Nigerian Optometric Association
- Formation: 1968
- Headquarters: Abuja
- President: Dr Anderson Chimeziri.
- Website: https://noang.org/

= Nigerian Optometric Association =

Eyecare Association

The Nigerian Optometric Association (NOA) is an organization for optometrists in Nigeria with different chapters across the country. NOA promotes the welfare of optometrists and ensures proper eyecare awareness in Nigeria. The current President of NOA is Anderson Chimeziri.

== History of NOA ==
The Nigerian Optometric Association was established in 1968 in Lagos state. The headquarters is located at FCT Abuja. In 1972, the University of Benin established its first indigenous optometry training facility. In 1975, the Nigerian Optometric Association replaced the Nigerian Optical Association. The NOA's First Scientific Conference took place at the YMCA in Ikoyi, Lagos, in 1976. The association comprises 6000 doctors across the Nation. In March 2025, The Lagos chapter of NOA held the World Optometry Day.

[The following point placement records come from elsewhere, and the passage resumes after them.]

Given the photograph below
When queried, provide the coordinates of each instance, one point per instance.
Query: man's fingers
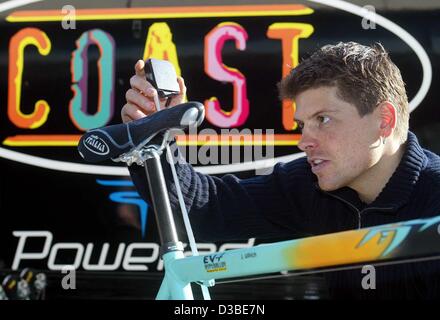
(182, 86)
(139, 68)
(131, 112)
(134, 97)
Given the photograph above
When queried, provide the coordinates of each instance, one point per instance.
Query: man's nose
(307, 141)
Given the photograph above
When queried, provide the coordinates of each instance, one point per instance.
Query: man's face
(339, 144)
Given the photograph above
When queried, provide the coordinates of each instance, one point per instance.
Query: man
(363, 167)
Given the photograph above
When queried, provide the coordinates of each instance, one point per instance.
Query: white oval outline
(245, 166)
(93, 151)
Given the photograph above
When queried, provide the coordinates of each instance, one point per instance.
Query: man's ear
(388, 118)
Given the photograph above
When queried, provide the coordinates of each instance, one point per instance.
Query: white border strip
(246, 166)
(15, 3)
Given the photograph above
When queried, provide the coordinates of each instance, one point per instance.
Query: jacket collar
(397, 191)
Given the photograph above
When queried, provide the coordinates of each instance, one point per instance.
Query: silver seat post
(159, 194)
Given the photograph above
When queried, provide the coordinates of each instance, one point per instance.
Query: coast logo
(96, 145)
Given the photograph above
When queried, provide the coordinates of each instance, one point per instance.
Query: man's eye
(323, 119)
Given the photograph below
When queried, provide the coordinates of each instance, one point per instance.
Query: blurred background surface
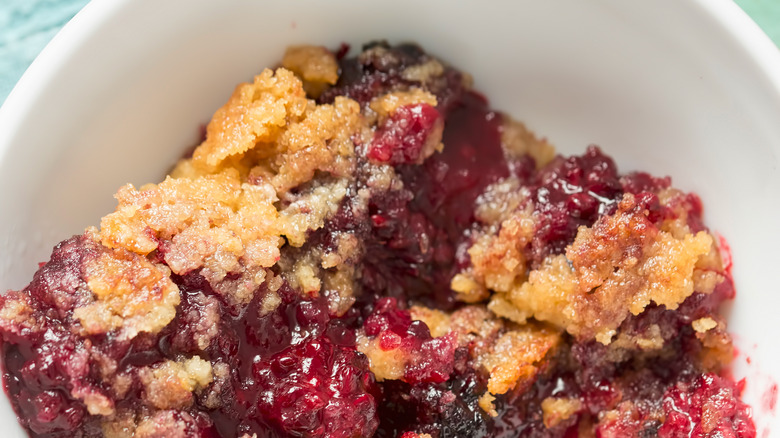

== NOA conferences and events ==
The 45th yearly Conference of Nigerian Optometric Association Optometry was held in July 2022 for 5 days in Abuja, the capital of Nigeria.

The annual Conference was held in 2025 at ASSBIFI House, Alausa, Ikeja. Lagos state, Nigeria, featuring medical exhibits and a seminar/workshop. The conference was attended by more than five hundred professional optometrists, government officials, and other visitors from Lagos State.